Attention-seeking behavior can emerge for several reasons. You may struggle to maintain self-esteem or self-worth. You may be deprived of social contact; those who experience excessive loneliness are more likely to exhibit attention-seeking behavior. You may also be struggling with jealousy if your attention-seeking behaviors tend to emerge when a person you don’t like is getting more attention than you.
A mental health issue may also play a direct or indirect role. For example, loneliness can both cause and be caused by depression, and loneliness is known to increase attention-seeking behavior. Depression may also lower self-esteem, further increasing the likelihood of attention-seeking.
Personality traits may also be involved. Cluster B personality disorders, characterized by difficulty maintaining healthy relationships, emotional volatility, and “dramatic” behaviors, are strongly associated with attention-seeking. One cluster B disorder in particular, histrionic personality disorder, demonstrates a powerful association with attention-seeking behavior.
How do I stop attention-seeking?
Engaging in healthy, productive social interaction is likely one of the best ways to lower attention-seeking behavior. Attention-seeking often results from being deprived of social contact or attention from other humans. Increasing socialization while deliberately minimizing attention-seeking may help reduce the need for attention in the future. You may also consider improving your self-esteem to decrease your need for validation and attention.
Because attention-seeking behavior is associated with mental health concerns, you may wish to speak to a mental health professional when attempting to stop attention-seeking. A therapist or other qualified professional can help find the root cause of your need for attention and can help you address any co-occurring mental health conditions or other factors that may be contributing. They can also help you improve self-esteem and social skills, helping you find attention in healthier ways.
How do you deal with attention-seeking behavior in children?
Attention-seeking behavior in children has been studied since at least the mid-20th century. In the 1950s, researchers utilized factor analysis to test three determinants of attention-seeking behavior in children. The results indicated that children were more likely to exhibit attention-seeking when intrinsic attention was low and that boys were more likely to attention-seek when interacting with a woman.
Peer-reviewed studies suggest that noncontingent attention is likely a powerful tool for addressing a child’s attention-seeking behavior. Noncontingent attention refers to giving positive attention when the child isn’t seeking it, and there is no “reason” for the attention to be given. When children are attention-seeking, they often don’t care if the attention is positive (praise) or negative (reprimand). This can lead to disruptive behaviors undertaken to elicit either a positive or negative response from an adult.

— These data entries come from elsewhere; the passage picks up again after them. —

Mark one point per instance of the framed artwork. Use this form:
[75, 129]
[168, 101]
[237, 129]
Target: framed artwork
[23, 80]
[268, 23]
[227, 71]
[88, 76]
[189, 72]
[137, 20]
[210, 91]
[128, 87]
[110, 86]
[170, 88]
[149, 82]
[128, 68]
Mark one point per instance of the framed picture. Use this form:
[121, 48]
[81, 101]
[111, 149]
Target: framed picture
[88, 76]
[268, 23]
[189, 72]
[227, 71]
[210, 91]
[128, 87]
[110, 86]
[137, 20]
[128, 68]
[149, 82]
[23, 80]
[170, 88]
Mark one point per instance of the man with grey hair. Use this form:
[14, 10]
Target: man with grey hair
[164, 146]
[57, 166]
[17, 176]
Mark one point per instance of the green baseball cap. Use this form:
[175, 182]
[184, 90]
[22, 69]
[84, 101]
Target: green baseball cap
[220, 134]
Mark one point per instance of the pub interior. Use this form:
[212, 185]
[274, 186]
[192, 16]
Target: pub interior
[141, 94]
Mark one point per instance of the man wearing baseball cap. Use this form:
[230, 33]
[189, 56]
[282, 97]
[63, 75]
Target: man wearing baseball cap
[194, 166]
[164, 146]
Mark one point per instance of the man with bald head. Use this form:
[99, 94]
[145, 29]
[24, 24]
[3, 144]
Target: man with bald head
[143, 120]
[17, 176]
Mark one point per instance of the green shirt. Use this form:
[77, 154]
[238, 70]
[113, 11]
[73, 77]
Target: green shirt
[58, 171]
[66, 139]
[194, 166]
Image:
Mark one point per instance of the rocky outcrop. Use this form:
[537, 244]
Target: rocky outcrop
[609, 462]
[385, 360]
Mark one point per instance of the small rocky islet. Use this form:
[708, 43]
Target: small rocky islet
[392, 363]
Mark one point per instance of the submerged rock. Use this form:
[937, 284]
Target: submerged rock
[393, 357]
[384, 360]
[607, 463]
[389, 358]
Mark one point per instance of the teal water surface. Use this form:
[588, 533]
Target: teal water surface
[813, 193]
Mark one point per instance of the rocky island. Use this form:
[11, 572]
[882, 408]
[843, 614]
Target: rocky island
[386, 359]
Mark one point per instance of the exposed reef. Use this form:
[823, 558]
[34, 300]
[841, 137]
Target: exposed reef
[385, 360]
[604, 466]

Noncontingent attention fulfills the child’s need for attention while decoupling the attention they receive from their behavior. For example, consider a teacher dealing with a disruptive student. The student regularly misbehaves and requires redirection from the teacher. When the student misbehaves and receives a reprimand, their need for attention is fulfilled, albeit negatively. This leads to an escalating cycle wherein the student misbehaves more frequently and severely to get more attention.
In the above example, the attention the student receives is contingent on their behavior. They must misbehave to receive attention from the teacher, and receiving attention makes it more likely they will misbehave in the future. To correct this, the teacher begins offering noncontingent attention. They regularly provide positive attention to the student at random intervals, but always when they behave appropriately.
The teacher might say things like, “Thank you for sitting quietly in your seat.” or “I didn’t call on you this time, but I appreciate you raising your hand.” The key is to offer the student attention that is not contingent on their attention-seeking behavior but is offered freely when they comply with normal classroom expectations.